What actually happened is classically exemplified by the stock of Nash-Kelvinator Co. Monday it closed at $10.50. Opening sale Tuesday was at $5. At close it was back to $9.63. Chrysler bounced down to $52.50, back to $61; American Telephone & Telegraph to $140, back to $147; General Motors to $31.25, back to $38.25. On massed selling orders American Rolling Mill opened at $15.50 (down $4.75), closed back at $20.25. Trading volume in the first two hours was 3,890,000 shares, by day's close had reached 7,287,080, greatest since 1933. Fluctuations were the widest since 1929. At one point the ticker was 22 minutes behind, traders many minutes behind that as orders stacked up at the posts.

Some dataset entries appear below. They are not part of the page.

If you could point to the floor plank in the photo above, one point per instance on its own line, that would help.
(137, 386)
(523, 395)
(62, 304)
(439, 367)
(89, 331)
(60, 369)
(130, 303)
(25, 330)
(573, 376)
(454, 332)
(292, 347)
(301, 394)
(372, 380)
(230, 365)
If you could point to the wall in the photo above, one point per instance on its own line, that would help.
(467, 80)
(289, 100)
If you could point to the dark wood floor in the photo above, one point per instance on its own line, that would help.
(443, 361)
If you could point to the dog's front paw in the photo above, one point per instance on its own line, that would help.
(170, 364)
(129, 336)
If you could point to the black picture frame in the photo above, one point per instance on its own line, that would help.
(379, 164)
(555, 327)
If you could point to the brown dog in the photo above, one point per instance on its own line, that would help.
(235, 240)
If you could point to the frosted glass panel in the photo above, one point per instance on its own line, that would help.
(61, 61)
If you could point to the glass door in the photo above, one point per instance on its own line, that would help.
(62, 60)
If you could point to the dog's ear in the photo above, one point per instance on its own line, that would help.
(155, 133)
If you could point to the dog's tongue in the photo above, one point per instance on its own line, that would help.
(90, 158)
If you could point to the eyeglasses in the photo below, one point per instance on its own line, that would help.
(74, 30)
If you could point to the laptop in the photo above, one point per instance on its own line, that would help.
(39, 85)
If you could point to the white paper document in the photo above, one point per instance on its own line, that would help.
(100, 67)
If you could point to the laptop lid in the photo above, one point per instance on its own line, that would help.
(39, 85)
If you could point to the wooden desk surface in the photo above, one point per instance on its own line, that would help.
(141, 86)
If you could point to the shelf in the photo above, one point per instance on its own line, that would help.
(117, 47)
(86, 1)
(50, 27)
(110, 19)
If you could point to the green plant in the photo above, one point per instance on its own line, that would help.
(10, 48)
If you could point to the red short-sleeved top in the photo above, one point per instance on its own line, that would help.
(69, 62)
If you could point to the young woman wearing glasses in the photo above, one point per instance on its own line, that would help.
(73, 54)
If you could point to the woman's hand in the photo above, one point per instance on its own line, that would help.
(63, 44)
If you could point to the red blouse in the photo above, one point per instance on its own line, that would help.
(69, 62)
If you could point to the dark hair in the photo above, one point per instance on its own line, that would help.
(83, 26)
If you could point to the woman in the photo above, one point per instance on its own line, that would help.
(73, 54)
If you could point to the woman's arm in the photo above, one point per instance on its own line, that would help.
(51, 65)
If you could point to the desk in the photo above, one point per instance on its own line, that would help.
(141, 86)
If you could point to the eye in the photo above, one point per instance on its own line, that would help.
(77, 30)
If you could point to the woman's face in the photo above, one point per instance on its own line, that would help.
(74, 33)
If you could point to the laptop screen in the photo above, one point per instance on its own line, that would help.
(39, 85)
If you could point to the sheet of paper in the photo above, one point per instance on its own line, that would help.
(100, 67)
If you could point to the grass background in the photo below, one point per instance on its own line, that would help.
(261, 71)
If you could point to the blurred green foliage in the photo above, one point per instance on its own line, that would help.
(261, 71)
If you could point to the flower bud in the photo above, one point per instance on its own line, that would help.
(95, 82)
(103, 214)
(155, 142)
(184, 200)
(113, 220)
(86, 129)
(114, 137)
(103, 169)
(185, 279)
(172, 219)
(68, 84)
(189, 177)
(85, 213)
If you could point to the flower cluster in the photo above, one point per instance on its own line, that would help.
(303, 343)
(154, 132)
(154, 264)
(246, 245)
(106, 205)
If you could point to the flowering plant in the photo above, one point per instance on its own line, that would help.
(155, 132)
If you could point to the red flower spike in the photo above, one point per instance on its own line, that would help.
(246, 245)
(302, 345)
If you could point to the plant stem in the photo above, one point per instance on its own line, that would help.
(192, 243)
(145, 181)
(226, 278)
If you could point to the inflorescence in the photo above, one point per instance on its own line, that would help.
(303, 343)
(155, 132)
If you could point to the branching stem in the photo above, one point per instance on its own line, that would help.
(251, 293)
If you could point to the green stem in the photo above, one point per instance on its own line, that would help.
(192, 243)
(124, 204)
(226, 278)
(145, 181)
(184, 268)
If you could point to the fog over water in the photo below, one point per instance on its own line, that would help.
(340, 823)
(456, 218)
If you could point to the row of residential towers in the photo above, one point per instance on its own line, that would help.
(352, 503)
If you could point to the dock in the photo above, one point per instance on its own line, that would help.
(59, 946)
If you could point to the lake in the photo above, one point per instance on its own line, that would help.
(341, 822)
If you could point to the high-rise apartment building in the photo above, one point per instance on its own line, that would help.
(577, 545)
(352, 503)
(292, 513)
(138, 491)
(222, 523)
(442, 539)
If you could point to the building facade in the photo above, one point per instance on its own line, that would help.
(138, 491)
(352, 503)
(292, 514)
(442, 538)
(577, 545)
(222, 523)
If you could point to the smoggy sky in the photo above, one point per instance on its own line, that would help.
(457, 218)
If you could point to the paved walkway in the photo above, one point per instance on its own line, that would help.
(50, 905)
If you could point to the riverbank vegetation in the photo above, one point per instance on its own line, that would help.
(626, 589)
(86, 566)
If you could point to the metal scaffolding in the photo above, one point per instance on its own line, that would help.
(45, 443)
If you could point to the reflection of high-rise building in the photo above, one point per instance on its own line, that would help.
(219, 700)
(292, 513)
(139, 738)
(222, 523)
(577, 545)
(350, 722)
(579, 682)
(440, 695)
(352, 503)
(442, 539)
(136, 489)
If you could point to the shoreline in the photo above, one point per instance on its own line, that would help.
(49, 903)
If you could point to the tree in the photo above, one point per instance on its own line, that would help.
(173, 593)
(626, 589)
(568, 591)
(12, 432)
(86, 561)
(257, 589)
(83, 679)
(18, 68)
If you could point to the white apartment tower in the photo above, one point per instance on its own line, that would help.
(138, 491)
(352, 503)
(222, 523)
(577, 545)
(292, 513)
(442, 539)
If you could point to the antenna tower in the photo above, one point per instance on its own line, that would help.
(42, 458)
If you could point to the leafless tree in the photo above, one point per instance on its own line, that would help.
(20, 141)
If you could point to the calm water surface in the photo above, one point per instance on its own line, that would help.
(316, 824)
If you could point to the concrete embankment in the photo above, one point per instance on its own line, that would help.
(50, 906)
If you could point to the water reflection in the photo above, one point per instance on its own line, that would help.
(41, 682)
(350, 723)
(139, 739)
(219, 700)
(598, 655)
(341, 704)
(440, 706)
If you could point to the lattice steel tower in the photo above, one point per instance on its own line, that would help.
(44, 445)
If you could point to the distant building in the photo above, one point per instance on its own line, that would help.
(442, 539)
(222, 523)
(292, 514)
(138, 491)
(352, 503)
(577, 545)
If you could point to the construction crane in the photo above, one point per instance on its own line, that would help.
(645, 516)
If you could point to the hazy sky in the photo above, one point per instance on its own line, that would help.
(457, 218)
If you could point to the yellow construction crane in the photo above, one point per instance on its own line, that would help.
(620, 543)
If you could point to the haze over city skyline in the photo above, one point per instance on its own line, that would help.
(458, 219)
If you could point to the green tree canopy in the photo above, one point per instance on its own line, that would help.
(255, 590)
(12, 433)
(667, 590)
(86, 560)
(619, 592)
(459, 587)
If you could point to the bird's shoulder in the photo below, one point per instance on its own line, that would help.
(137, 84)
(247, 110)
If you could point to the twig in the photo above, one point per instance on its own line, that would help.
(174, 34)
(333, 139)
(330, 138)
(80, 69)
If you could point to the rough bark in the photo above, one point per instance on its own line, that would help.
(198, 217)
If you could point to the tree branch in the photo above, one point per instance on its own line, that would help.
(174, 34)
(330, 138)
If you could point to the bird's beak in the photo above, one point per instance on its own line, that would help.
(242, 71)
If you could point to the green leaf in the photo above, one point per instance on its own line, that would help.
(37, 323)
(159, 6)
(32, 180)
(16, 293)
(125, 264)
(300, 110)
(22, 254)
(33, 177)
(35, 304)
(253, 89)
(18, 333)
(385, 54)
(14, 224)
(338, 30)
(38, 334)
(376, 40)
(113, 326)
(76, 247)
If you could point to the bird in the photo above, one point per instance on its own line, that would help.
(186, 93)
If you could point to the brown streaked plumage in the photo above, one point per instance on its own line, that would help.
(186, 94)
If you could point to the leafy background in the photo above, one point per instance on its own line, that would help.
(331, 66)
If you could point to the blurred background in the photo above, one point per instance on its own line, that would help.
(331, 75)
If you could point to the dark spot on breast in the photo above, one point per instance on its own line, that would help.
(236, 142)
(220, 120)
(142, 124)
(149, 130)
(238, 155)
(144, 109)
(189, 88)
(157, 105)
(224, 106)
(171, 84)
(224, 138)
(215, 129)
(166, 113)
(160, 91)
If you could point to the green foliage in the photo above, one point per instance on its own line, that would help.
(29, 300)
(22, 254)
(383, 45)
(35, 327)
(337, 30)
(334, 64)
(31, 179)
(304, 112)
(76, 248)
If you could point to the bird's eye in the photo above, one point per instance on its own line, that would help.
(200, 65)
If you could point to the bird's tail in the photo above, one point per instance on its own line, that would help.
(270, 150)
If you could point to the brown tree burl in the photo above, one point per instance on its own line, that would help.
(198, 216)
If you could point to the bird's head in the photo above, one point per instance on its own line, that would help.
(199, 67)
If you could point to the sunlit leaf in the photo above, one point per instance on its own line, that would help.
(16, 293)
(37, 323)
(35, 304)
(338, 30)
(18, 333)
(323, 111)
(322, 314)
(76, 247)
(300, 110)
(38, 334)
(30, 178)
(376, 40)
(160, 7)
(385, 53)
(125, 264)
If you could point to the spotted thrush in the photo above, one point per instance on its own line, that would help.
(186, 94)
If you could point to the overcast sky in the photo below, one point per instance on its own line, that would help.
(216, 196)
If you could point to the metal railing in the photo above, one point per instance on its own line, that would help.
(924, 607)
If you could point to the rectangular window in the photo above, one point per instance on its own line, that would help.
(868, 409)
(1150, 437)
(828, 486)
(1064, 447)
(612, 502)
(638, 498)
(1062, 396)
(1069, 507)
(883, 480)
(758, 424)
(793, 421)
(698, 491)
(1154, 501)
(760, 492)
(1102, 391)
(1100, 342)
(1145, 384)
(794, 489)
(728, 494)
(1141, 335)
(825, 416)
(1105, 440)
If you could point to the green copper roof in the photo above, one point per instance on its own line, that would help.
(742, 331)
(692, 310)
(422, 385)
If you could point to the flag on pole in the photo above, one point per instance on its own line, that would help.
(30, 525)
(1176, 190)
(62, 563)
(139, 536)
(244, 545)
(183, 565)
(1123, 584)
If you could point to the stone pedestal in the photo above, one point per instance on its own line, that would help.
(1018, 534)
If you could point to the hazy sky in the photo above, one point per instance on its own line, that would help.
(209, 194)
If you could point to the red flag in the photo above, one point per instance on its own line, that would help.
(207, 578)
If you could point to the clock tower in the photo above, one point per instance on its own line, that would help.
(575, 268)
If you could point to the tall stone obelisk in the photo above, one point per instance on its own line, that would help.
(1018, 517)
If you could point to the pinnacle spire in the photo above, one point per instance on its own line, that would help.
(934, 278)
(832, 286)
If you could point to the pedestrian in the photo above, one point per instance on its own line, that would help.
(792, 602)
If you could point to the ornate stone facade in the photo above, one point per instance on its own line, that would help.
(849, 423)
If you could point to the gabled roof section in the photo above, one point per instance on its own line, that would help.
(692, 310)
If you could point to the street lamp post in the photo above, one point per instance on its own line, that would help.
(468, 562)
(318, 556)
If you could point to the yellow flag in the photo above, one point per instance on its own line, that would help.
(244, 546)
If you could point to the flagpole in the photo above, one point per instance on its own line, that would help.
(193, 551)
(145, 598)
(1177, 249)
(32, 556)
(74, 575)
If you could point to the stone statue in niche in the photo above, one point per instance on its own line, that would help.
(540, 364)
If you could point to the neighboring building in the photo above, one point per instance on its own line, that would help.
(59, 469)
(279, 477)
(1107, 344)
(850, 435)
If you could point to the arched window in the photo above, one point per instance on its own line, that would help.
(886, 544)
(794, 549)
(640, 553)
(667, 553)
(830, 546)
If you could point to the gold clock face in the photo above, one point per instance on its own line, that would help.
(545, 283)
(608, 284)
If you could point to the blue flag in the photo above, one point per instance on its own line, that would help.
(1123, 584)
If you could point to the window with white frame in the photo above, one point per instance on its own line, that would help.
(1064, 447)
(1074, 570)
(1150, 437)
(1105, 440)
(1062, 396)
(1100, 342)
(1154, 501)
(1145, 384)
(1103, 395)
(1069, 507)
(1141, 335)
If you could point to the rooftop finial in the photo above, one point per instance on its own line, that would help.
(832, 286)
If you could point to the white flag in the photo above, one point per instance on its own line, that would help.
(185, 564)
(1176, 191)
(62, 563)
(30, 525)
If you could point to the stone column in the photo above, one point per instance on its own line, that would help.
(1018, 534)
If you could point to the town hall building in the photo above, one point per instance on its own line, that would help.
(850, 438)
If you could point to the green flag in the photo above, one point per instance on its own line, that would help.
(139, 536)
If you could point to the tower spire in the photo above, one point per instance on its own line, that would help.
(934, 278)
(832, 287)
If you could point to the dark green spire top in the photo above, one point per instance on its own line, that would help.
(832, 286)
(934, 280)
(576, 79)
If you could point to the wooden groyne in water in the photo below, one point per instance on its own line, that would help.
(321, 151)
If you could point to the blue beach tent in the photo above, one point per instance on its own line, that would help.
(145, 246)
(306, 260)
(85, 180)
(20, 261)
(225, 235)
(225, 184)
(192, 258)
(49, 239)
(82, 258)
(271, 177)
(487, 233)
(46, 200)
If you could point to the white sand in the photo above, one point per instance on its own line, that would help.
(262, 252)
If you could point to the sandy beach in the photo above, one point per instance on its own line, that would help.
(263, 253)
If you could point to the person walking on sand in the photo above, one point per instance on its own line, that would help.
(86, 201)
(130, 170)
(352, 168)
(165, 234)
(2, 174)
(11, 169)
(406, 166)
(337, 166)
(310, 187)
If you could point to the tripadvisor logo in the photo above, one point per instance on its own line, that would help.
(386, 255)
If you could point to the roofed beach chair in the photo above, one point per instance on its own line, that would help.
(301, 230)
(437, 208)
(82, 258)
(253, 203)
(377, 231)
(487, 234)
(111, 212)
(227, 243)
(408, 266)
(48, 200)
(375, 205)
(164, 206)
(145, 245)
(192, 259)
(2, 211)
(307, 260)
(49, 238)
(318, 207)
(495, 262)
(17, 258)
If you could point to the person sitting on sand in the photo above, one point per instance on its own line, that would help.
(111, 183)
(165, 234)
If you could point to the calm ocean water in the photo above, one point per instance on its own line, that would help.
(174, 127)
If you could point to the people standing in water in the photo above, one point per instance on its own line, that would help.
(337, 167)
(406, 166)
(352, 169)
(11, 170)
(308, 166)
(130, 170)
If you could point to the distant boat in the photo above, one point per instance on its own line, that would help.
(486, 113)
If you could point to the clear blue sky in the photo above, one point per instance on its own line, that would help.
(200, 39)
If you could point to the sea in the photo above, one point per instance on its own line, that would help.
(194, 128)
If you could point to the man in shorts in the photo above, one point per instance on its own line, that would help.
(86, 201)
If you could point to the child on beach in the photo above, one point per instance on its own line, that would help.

The second shock was less spectacular but more illogical. Three weeks before the current market slump began in industrial stocks on Aug. 15, railroad shares had started down as the public gradually became aware of the fact that railroad operation costs had grown much faster than revenues (TIME, Sept. 13). With this crisis becoming more acute, the decline in railroad shares dragged down simultaneously the operations of many a basic industry, best example being steel. Hobbled by several factors, among them curtailment of railroad equipment orders,* steel production last week stood at 55.8% of capacity down from its spring high of 92%.
Since steel production is a basic economic index and since the stockmarket's traditional bellwether is U. S. Steel (whose operations last week were down a similar percentage"), a good case can be built to prove that railroad weakness is the governing factor in the current market slide. Last week this case was very much confused by the behavior of railroad stocks in one of the most tumultuous weeks in stockmarket history.
One reason railroad revenues are not up in proportion to operating costs is because the Interstate Commerce Commission on Jan. 1 removed the emergency freight rates set up in 1931. Anticipating this $120,000,000 cut in revenue, the roads in October 1936 petitioned the I. C. C. to raise freight rates on certain basic commodities. Last week it somehow became generally understood in Wall Street that the I. C. C. was about to announce a favorable decision. With throttle wide and all passengers clinging to their seats, railroad stocks thundered up, pulling the whole market along with them.